Randomly chosen OTPs defaced
Posted by Jonas Elfström Mon, 12 Feb 2007 18:45:00 GMT
Gunnar Kreitz has shown that random chosen OTPs aren't nearly as good as I first thought. Against the current trojan they work just fine but Kreitz describes how a modified and more advanced trojan could be effective.
It seems that in the end the protocol only forces the trojan be more complex, adds a time span for the validity of the OTP and makes the attack more likely to fail (there is no guarantee that the user will enter a second OTP or that he will do it in time). I suppose the attacker also would have to make the trojan completely automated or have a 24/7 staff waiting. If the user has opted in to have the n presented as a CAPTCHA it would force the evildoers to have that 24/7 staff.

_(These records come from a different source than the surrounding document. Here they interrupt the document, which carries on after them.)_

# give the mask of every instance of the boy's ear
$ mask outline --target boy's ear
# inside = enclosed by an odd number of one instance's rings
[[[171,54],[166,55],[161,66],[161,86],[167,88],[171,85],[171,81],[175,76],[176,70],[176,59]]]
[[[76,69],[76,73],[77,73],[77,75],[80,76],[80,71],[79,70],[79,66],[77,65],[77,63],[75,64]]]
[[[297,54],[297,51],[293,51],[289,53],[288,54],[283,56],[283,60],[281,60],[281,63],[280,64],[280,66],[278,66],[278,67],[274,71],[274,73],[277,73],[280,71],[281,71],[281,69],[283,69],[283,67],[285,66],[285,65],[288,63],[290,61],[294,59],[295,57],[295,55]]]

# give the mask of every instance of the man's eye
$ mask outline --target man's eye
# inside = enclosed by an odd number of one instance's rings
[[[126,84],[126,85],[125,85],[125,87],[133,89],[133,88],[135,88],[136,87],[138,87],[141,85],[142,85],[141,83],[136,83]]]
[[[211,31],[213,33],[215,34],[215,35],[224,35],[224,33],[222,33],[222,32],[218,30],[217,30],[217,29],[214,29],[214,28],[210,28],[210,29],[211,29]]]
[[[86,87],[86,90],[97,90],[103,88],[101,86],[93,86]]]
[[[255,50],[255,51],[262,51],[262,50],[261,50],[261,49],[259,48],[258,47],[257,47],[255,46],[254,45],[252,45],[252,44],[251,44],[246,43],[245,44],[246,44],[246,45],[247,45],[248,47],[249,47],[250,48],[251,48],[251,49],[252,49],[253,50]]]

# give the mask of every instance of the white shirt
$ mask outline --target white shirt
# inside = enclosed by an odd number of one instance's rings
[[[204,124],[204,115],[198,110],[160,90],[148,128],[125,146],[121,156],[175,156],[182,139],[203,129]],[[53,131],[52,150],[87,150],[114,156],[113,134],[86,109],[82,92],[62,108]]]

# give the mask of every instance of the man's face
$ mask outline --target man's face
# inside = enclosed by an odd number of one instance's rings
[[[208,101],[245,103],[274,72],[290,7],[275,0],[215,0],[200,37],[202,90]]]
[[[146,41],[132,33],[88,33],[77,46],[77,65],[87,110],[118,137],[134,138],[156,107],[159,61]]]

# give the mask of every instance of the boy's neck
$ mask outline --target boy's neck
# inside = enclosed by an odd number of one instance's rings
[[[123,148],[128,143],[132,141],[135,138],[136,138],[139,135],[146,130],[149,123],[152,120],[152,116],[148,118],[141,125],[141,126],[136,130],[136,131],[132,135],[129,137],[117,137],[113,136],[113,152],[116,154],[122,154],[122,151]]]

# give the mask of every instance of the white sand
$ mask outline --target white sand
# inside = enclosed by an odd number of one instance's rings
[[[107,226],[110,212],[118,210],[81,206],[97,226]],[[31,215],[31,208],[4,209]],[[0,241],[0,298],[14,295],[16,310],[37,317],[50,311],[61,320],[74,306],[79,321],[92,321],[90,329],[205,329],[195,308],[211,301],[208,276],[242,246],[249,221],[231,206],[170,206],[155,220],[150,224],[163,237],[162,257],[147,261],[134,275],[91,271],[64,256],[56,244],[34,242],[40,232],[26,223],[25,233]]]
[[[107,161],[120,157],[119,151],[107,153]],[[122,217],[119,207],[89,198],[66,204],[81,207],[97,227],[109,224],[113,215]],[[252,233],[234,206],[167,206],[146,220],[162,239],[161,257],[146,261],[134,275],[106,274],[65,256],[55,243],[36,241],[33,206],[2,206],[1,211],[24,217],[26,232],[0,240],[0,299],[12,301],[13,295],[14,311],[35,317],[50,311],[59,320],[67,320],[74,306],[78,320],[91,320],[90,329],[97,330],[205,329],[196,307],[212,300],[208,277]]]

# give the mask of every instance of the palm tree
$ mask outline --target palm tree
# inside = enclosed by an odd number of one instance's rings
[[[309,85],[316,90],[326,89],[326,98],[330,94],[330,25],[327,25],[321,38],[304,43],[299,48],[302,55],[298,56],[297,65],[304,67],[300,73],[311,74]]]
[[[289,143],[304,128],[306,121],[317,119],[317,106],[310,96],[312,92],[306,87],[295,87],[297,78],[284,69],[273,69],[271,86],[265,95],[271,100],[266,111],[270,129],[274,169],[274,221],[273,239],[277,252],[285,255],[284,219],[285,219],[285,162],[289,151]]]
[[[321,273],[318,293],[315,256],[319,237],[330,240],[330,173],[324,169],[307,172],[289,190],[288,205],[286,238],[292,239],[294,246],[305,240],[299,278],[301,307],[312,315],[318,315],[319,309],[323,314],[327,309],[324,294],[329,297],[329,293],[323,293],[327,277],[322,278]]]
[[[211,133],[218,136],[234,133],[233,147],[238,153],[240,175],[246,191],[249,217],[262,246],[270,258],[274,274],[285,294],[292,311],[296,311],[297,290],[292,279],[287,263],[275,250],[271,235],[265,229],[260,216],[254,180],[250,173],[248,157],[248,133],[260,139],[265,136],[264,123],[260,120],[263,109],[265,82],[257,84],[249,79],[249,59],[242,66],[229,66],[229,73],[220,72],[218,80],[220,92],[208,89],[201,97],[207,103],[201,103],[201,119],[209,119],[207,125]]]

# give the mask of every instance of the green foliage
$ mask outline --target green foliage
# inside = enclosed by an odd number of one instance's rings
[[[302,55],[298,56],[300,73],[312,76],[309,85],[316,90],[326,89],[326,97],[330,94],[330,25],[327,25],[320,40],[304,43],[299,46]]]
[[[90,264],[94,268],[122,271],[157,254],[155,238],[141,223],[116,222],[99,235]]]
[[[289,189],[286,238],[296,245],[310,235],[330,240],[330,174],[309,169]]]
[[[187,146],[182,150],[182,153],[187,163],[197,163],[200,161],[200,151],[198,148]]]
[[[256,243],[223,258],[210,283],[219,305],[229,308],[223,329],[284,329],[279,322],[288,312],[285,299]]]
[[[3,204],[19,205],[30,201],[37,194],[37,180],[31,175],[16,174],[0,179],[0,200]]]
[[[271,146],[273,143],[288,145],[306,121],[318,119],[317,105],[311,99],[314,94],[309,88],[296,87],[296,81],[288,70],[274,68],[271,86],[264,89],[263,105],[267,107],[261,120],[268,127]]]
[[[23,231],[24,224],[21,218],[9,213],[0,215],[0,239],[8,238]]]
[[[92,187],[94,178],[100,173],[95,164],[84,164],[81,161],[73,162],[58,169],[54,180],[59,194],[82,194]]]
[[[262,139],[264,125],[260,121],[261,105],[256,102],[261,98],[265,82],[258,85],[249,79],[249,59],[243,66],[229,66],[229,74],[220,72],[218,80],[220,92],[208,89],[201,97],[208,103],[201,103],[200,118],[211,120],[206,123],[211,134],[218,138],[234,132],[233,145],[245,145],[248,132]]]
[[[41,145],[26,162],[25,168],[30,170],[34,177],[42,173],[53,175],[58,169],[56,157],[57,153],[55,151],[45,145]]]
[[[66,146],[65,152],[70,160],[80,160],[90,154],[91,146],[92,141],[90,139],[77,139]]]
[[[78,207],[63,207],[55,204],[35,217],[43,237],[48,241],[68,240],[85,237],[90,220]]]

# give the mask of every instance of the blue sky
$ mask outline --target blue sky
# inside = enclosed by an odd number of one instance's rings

- A TTL (time to live) for OTPs.
- Demands more resources and higher complexity from the attacker.
- A little harder to use (finding the challenged OTP).
- In theory not that much more secure.
My bank has support for sending OTPs by SMS but a trojan that works like the one described by Kreitz would have no problem with that one either.
The protection against phising, as in redirecting the user to a fake login page, is still much greater with randomly chosen OTPs.
I find it a bit ironic that the bank in question actually is going to implement something that sounds like randomly chosen OTPs. They recently announced a change in their login procedure: "Vilken engångskod från kodkortet du ska använda framgår på inloggningssidan." / "What one-time password you are supposed to enter will be presented on the login page."
Personally I think the security tokens with signing abilities sounds more and more reasonable.